In an indication of the military sensitivity around the Shanghai site, the BBC's John Sudworth and his camera crew were briefly detained by soldiers when they went to film the facility. They were only released once they had handed over their footage.
'Extensive cyber espionage'In its unusually detailed report, US-based computer security company Mandiant said it had investigated hundreds of data breaches since 2004, most of which it attributed to what it termed "Advanced Persistent Threat" actors.
The details it had uncovered, it said, "convince us that the groups conducting these activities are based primarily in China and that the Chinese government is aware of them".
The most prolific of these actors is APT1, which Mandiant says it "a single organisation of operators that has conducted a cyber espionage campaign against a broad range of victims since at least 2006".
"From our observations, it is one of the most prolific cyber espionage groups in terms of the sheer quantity of information stolen," it said, adding that it was "likely government-sponsored and one of the most persistent of China's cyber threat actors".
"We believe that APT1 is able to wage such a long-running and extensive cyber espionage campaign in large part because it receives direct government support," said Mandiant.

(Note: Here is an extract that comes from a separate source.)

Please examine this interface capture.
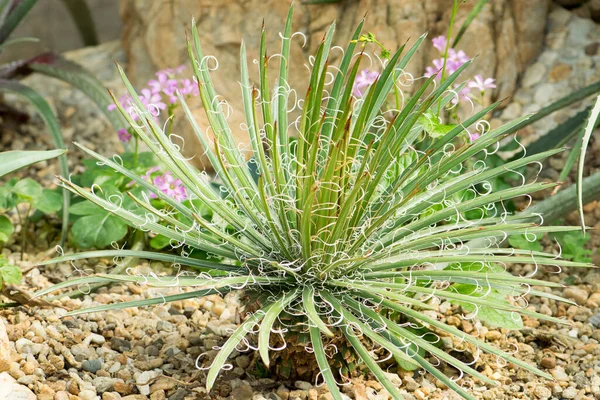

The firm said it had traced the hacking activities of APT1 to the site of 12-storey building in the Pudong area of Shanghai. It said that Unit 61398 of the People's Liberation Army "is also located in precisely the same area" and that the actors had similar "missions, capabilities and resources".
Among the findings about APT1 in the report were that it:
- is staffed by hundreds, possibly thousands, of proficient English speakers with advanced computer security and networking skills
- has hacked into 141 companies across 20 industries, 87% based in English-speaking countries, and is able to steal from dozens of networks simultaneously
- has stolen hundreds of terabytes of information including blueprints, business plans, pricing documents, user credentials, emails and contact lists
- stayed inside hacked networks for an average of 356 days, with the longest lasting 1,764 days
- targeted industries identified by China as strategically important under its Five Year Plan for economic growth
Unit 61398 has for some time been suspected by the US of being central to China's cyber espionage programme, the New York Times reports.
Mandiant admitted there could be one alternative explanation for its findings: that "a secret, resourced organisation full of mainland Chinese speakers with direct access to Shanghai-based telecommunications infrastructure is engaged in a multi-year, enterprise scale computer espionage campaign right outside of Unit 61398's gates, performing tasks similar to Unit 61398's known mission".
Several governments, foreign companies and organisations have said in the past they suspect China of carrying out extensive cyber espionage over periods of several years.
Last month, the New York Times said its systems had been infiltrated over a period of four months, after it wrote a report on the alleged wealth of China's outgoing Premier Wen Jiabao.
Mandiant, which the paper hired to investigate, traced the hack to China. However the paper said its breach had been attributed to a different group. The Wall Street Journal also reported a China-based hack.
At the time, China's foreign ministry dismissed the New York Times accusations as "groundless", saying that to "conclude without hard evidence that China participated in such hacking attacks is totally irresponsible".